Voici leurs histoires : 

 

Des humiliations et menaces quotidiennes 

 

Tout d’abord, une cliente est venue me trouver pour régler ses problèmes de couple en m’expliquant ce qu’elle vivait, à savoir une humiliation au quotidien de son mari sur son apparence physique, son absence de qualités intellectuelles, parfois en public, devant leurs enfants ou leurs proches. Puis, travaillant en horaire décalé, elle s’est vite aperçue d’une trahison qui avait lieu à son domicile en son absence. En plus de ces humiliations verbales et psychologiques, elle se trouvait confrontée par moments à des menaces physiques sur sa personne. Elle était terrifiée à l’idée de réagir de peur de représailles sur ses enfants.

 

“Bonjour, je ne t’aime plus” 

 

Plus tard, une autre cliente est venue me voir suite au départ de son mari lui annonçant brutalement qu’il ne l’aimait plus et allait la quitter, situation qu’elle n’avait anticipée à aucun moment et qui ne présentait aucune autre issue  au vu de la détermination de son époux. Elle était effondrée, dans un état de souffrance total, confrontée à une situation qu’elle n’aurait jamais pu imaginer à un quelconque moment de leur vie de couple.

 

Ces deux rencontres dans leurs histoires, avaient des similitudes surprenantes.

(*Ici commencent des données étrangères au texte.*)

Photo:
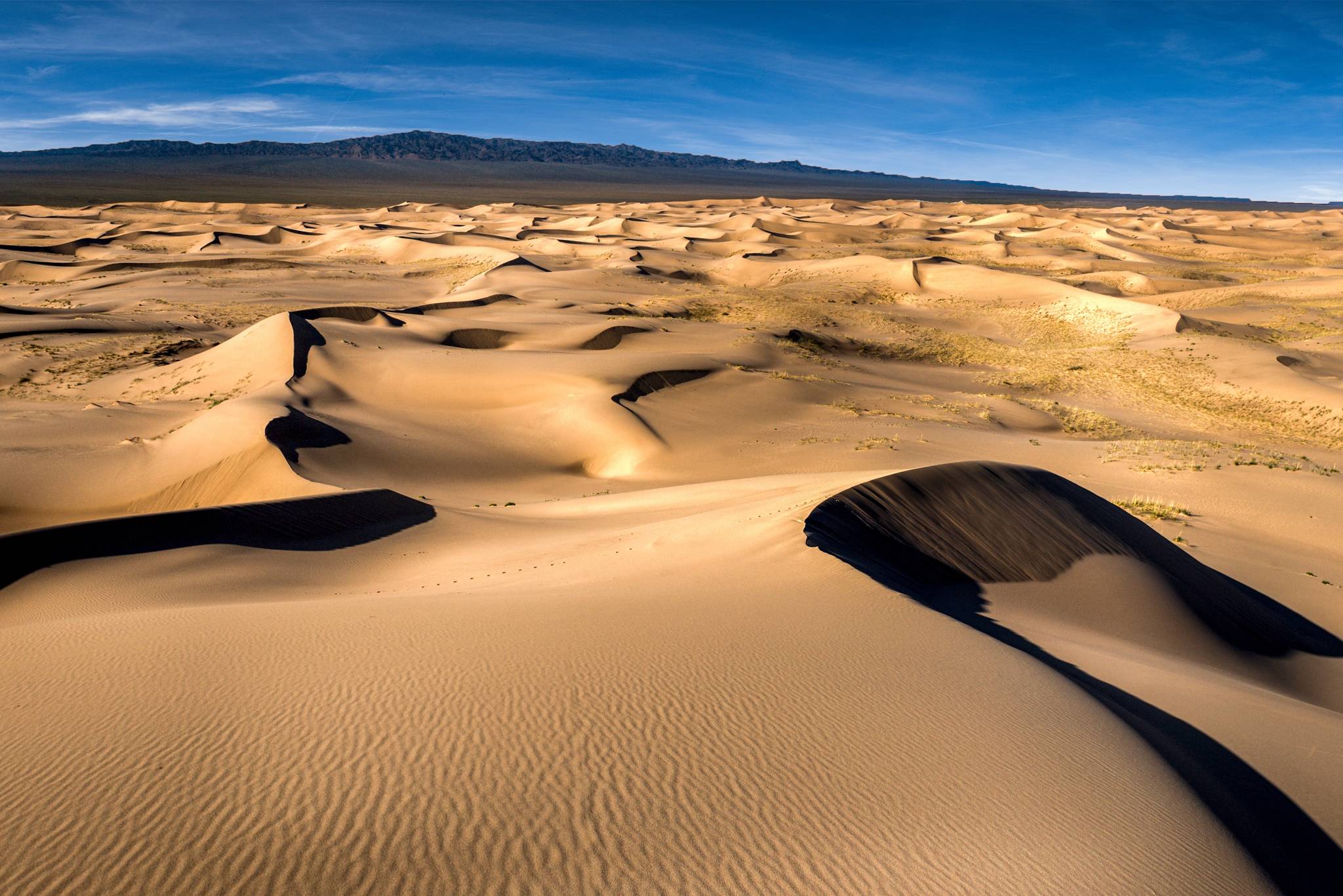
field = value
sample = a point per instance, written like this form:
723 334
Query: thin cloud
161 115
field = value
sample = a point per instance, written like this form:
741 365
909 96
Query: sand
743 546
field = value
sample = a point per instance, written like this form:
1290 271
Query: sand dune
476 550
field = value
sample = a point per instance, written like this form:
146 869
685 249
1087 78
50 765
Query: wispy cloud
161 115
487 83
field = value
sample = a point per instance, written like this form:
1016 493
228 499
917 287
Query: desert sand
746 546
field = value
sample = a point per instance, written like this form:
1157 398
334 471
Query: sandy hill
719 546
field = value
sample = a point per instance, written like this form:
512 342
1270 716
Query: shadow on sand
323 523
936 534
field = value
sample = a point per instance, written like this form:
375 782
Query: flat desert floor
752 546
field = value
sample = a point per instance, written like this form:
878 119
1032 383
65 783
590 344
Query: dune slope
429 549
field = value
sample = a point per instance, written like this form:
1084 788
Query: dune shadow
936 534
297 430
323 523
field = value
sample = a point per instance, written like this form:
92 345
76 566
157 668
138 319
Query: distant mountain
438 167
429 146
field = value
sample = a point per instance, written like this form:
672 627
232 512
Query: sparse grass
1153 508
1080 421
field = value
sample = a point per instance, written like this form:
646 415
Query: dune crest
434 550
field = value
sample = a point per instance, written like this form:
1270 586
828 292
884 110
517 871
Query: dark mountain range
429 146
437 167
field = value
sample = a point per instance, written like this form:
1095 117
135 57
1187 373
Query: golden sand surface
425 550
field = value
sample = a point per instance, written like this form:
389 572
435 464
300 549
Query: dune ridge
429 549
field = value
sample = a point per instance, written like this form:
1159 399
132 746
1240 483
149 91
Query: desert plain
744 546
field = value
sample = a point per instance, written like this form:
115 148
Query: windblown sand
534 600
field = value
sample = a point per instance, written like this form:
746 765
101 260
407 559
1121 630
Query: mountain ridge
429 146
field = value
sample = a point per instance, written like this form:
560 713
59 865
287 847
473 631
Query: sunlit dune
744 546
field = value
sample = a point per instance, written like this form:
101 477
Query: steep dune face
465 550
942 532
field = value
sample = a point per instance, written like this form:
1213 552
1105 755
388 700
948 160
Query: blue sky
1225 98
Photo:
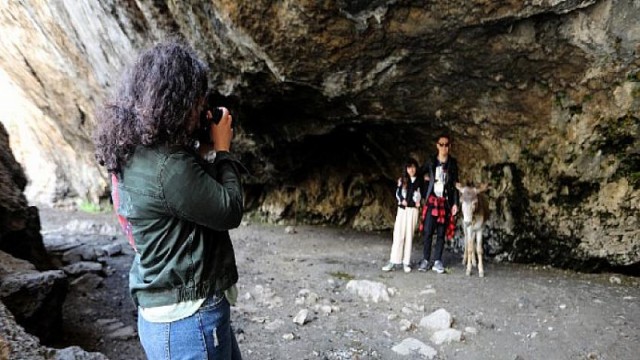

Elles étaient toutes les deux mères de famille, bien investies dans leur situation professionnelle. Elles étaient toutes deux assez soumises dans leur couple, prenant à bras le corps la gestion du foyer, voire la situation de leur mari, qu’elles avaient tendance à surprotéger, comme faisant partie intégrante du cocon familial. Dans le premier cas, l’humiliation morale et matérielle s’est progressivement installée. Dans le second, ce fut plus subtil, sans aucune humiliation, elle a couvé son mari qui s’est élevé socialement sans se préoccuper de son entourage.

 

 

Les premières prises de conscience

La première s’est rendu compte au bout d’un certain temps que l’humiliation n’était plus de mise et que la situation devenant intolérable, il fallait organiser une rupture qui la protègerait ainsi que sa famille. 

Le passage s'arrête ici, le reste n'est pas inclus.